The rules and regulations promulgated by different states, countries and governments show little coherence or consistency.

What is allowed in one country or state is forbidden in another, so reasonable citizens may eventually question the necessity and adequacy of the draconian and sometimes arbitrary infringements of their individual freedoms.

This may compromise our trust in governments to provide adequate leadership in challenging times.

The various one-size-fits-all rules and norms imposed by governments necessarily result in some nonsensical situations.

While wearing a mask makes good sense in a restaurant, it is an absurd requirement when walking alone in the woods.

Why is one allowed to be five kilometres away from home in one jurisdiction, and 10 kilometres away in another?

Can there really be a scientific basis for deciding who is allowed to see whom, when and for how long?

Compulsory quarantines can be two, five, 10, or 14 days in different countries, and may be spent at home in most countries, but only in a hotel in some (like Australia).

Restricting entry to some spaces may paradoxically increase infections by producing queuing or crowding outside.

As classical sociologists like Max Weber showed, such pre-emptive uniform bureaucratic regulations necessarily produce some absurd outcomes and undermine individual responsibility for one’s own actions.

The more inconsistent and arbitrary these rules appear, the more some citizens will start to wonder about the legitimacy of such unrelenting state control on their freedoms and may lose their trust in their governments.

What do you think of the Australian government’s response to outbreaks of COVID?

Australia has adopted some of the most draconian rules anywhere and is almost unique among democracies in prohibiting overseas travel, and even restricting the return of our own citizens.

This is especially inhumane in a country where a significant number of our citizens were born or have close family members overseas.

Locking down the country has imposed an almost unbearable burden on many families.

Anti-lockdown protest in London 2020

Australia is already seeing anti-lockdown protests, like this one in London last December. Photo: Shutterstock.

Until recently, the  Australian lockdowns – at least in some states – were predicated on the untenable objective of zero infections, that the virus can be completely eliminated.

This was not only unrealistic, but also fundamentally different from the original objective still followed by most liberal democracies, accepting that low levels of infections can be tolerated and effectively managed.

Micro-managing citizen’s lives in a liberal democracy may have very serious consequences.

The resulting loss of trust may actually compromise our very efforts to fight the pandemic, as significant numbers of citizens now question even credible government information about the importance of vaccination.

With the advent of vaccination, the emphasis will shift from collective measures to individual responsibility, and an inevitable conflict will emerge between vaccinated and un-vaccinated citizens that governments will have to manage.

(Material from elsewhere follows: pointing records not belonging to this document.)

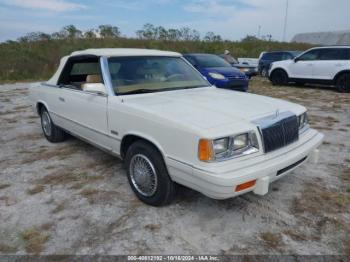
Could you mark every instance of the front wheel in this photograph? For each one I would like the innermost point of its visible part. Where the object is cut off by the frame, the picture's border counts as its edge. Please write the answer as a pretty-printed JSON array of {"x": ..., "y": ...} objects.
[
  {"x": 343, "y": 83},
  {"x": 279, "y": 77},
  {"x": 264, "y": 72},
  {"x": 147, "y": 174}
]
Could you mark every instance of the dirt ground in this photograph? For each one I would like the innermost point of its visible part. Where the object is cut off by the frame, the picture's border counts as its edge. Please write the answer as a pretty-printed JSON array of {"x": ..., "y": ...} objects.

Those already vaccinated and feeling safe may come to resent restrictions imposed on them to protect those who refuse to be vaccinated.

Those unvaccinated in turn may face discriminatory restrictions on their freedoms that many will consider unacceptable.

We have seen the beginnings of such protests already.

As vaccination becomes widely available, collective preventive measures may gradually lose their legitimacy. 

Where is all of this taking us?

The pandemic has produced a sharp conflict between our basic value of individual liberty, and our tribal urge to seek collective security.

Governments are now expected to do the impossible in an inherently ambiguous and ever-changing situation, and their responses may be seen by some as arbitrary and inconsistent.

Such a dramatic reduction in traditional liberties, and the likely erosion of trust and individual responsibility it generates may have adverse consequences for the fragile functioning of liberal democracies already under attack from various populist movements.

Rather than relying almost exclusively on imposed restrictions, governments could place greater emphasis on trusting citizens, and promoting greater individual responsibility in managing the pandemic.